11 – Teria dezenas de outras ilegalidades, irregularidades, arbitrariedade, desvios de finalidade, cometidos pelo juiz, o advogado e o promotor, mas são tantas que encheriam páginas e mais páginas com os desacertos dessas autoridades.

Atenção: Em minhas alegações finais apresentei um anexo onde relato a pressão que sofri por um intermediário do desembargador Luiz Zveiter para não protocolar a denúncia contra ele por recebimento de propina da Delta, junto à Procuradoria Geral da República. Embora tenha muito mais a falar sobre esse tema, preferi tratar dele no CNJ (Conselho Nacional de Justiça) para não envolver o nome de importantes autoridades da Justiça que podem estar sendo vítimas dos falastrões enviados pelo senhor Luiz Zveiter para coagir, ameaçar quem tenta denunciá-lo.

Finalizando lembro a atual situação das 4 autoridades diretas desse processo.

Promotor Leandro Manhães – Responde a procedimento criminal no MP Estadual.

Juiz Ralph Manhães – Responde a procedimento administrativo no CNJ.

Juiz Glaucenir Oliveira – Responde a procedimento administrativo-disciplinar no CNJ por ter autorizado uma transferência médica colocando em risco a vida do paciente (meu caso).

Delegado Paulo Cassiano – Responde na Corregedoria da Polícia Federal sobre vários procedimentos que adotou neste caso, como por exemplo, obtenção depoimentos à base de tortura psicológica, constrangimento de testemunhas, uso de seu telefone funcional par pedir votos ao candidato Rafael Diniz e outros.

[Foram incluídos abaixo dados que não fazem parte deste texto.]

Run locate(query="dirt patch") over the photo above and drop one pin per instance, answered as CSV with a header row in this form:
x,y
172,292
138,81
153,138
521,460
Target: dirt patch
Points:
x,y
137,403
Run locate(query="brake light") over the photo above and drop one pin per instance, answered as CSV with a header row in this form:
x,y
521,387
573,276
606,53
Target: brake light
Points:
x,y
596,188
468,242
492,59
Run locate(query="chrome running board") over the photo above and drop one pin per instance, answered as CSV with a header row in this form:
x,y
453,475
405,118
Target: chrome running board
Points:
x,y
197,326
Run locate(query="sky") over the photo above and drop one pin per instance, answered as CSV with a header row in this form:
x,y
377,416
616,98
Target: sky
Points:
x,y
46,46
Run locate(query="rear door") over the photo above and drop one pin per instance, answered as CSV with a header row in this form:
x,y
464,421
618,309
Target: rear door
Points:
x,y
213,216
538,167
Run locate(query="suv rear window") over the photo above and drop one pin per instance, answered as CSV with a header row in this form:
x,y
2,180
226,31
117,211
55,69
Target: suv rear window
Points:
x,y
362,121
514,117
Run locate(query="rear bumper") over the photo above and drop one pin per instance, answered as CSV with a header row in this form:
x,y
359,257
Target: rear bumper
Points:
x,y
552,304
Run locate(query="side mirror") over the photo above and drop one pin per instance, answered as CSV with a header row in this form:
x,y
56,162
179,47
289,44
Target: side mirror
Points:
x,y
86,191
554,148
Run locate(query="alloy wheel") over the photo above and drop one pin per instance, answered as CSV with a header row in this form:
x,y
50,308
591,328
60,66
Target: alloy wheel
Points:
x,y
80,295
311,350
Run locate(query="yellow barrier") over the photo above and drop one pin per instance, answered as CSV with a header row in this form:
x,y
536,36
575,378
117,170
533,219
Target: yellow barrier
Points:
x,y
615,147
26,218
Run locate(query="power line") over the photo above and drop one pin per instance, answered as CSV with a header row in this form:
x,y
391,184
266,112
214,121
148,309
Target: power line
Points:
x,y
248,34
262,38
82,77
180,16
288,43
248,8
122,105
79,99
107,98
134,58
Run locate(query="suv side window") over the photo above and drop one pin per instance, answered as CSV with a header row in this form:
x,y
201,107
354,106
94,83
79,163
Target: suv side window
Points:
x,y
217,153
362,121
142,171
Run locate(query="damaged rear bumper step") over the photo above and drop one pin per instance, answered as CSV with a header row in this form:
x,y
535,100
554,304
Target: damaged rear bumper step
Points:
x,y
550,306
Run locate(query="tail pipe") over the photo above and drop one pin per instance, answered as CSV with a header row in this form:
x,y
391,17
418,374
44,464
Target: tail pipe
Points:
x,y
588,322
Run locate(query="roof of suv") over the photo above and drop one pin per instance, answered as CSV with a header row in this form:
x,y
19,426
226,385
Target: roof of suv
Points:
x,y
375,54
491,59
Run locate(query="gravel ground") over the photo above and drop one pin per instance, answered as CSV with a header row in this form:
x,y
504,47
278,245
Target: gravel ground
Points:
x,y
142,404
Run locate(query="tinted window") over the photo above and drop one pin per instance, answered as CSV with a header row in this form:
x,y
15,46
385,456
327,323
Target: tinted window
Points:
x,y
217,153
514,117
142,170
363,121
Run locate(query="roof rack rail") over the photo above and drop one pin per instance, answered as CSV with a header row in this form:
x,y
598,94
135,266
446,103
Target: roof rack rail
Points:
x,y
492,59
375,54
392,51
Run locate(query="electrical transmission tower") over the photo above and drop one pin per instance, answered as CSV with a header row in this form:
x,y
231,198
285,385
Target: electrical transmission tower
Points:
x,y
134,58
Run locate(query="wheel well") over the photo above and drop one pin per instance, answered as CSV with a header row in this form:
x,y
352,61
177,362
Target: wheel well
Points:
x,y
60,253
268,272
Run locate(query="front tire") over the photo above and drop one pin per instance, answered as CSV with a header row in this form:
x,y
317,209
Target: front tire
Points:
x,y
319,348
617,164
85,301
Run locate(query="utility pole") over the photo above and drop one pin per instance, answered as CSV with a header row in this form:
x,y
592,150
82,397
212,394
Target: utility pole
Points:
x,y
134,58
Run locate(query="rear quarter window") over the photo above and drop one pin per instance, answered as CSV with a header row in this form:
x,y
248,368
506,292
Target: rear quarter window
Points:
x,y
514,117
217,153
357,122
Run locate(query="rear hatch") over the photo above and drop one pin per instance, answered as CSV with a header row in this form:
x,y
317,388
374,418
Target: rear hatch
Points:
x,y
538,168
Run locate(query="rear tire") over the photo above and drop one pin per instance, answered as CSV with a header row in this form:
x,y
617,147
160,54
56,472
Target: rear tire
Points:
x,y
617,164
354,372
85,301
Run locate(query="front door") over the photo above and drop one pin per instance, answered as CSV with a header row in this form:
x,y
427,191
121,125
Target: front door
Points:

Como afirmei há dias, Cabral continua dando ordens de dentro do presídio, aliás jornais e televisões do Rio mostraram isso. Pergunto: não seria hora de tirá-lo daqui para um presídio federal em outro estado? Da mesma maneira que enfrentei perseguições, humilhações, injustiças quando denunciei a corrupção do poder executivo, nunca tive dúvida que sofreria fortes represálias, como venho sofrendo, quando as denúncias avançassem para outros poderes.